ViTGAN: A New Approach to Image Generation Using Transformers

Transformers have brought tremendous advancements to various natural language tasks and have recently begun to penetrate the field of computer vision, starting to show potential in tasks previously dominated by CNNs. A recent study from the University of California, San Diego, and Google Research proposed using visual Transformers to train GANs. To effectively apply this method, the researchers also proposed several improvements, allowing the new method to match state-of-the-art CNN models on some metrics.

Convolutional Neural Networks (CNNs) have become the dominant technology in the field of computer vision due to their powerful capabilities in convolution (weight sharing and local connections) and pooling (translation invariance). However, recently, the Transformer architecture has begun to rival CNNs in image and video recognition tasks. Notably, the visual Transformer (ViT) interprets images as sequences of tokens (similar to words in natural language). Research by Dosovitskiy et al. shows that ViT can achieve comparable classification accuracy on the ImageNet benchmark at a lower computational cost. Unlike the local connectivity in CNNs, ViT relies on representations considered in a global context, where each patch must be processed in relation to all patches of the same image.

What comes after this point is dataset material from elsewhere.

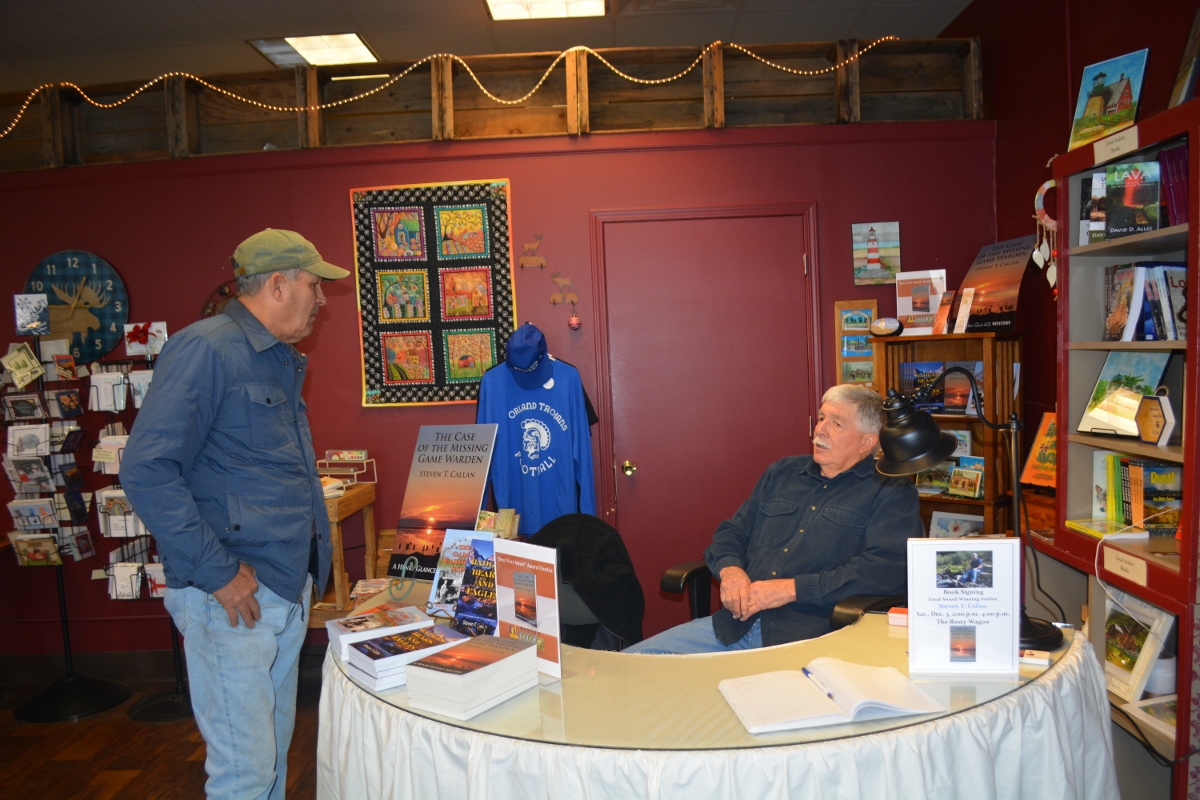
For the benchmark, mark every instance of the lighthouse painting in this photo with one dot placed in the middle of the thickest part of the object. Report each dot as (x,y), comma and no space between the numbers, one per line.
(876,252)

Although ViT and its variants are still in their early stages, studies have shown their excellent prospects in modeling non-local contextual dependencies, demonstrating outstanding efficiency and scalability. Since the emergence of ViT, it has been used in various tasks such as object detection, video recognition, and multi-task pre-training.

Recently, a study from the University of California, San Diego, and Google Research proposed using visual Transformers to train GANs.The research topic of this paper is: Can visual Transformers be used to accomplish image generation tasks without convolution or pooling? More specifically: Can ViT be used to train Generative Adversarial Networks (GANs) and achieve quality comparable to widely studied CNN-based GANs?

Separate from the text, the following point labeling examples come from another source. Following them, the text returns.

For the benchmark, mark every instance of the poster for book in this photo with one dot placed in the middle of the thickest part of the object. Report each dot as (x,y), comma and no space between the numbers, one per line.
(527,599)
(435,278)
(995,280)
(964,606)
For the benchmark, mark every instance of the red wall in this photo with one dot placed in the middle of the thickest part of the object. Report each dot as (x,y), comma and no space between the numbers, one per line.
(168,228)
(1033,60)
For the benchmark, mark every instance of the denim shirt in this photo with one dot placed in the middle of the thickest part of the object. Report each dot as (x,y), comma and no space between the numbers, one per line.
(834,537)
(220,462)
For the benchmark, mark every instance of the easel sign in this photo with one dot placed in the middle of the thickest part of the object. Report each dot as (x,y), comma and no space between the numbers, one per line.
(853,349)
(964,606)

Paper link:https://arxiv.org/pdf/2107.04589.pdf

To this end, the researchers trained GANs using the most fundamental design of ViT (as shown in Figure 2(A)). The challenge lies in the fact that the training process of GANs becomes very unstable when coupled with ViT, and adversarial training is often hindered by high variance gradients (or spike gradients) during the later stages of the discriminator’s training. Moreover, traditional regularization methods like gradient penalty and spectral normalization, while effective for CNN-based GAN models (as shown in Figure 4), do not resolve the aforementioned instability issues. After applying appropriate regularization methods, instability in CNN-based GAN training is uncommon, making it a unique challenge for ViT-based GANs.

To address these issues and achieve stable training dynamics while facilitating convergence of ViT-based GANs, this paper proposes several necessary modifications.

In the discriminator, the researchers re-examined the Lipschitz properties of self-attention and designed a spectral normalization that enhances Lipschitz continuity. Unlike traditional spectral normalization methods that struggle with instability, these techniques effectively stabilize the training dynamics of ViT-based discriminators. Additionally, to validate the effectiveness of the newly proposed techniques, the researchers conducted controlled variable studies. For the ViT-based generator, they experimented with various architectural designs and identified two critical modifications related to layer normalization and output mapping layers. Experiments showed that regardless of whether the discriminator is based on ViT or CNN, the modified ViT-based generator better facilitates adversarial training.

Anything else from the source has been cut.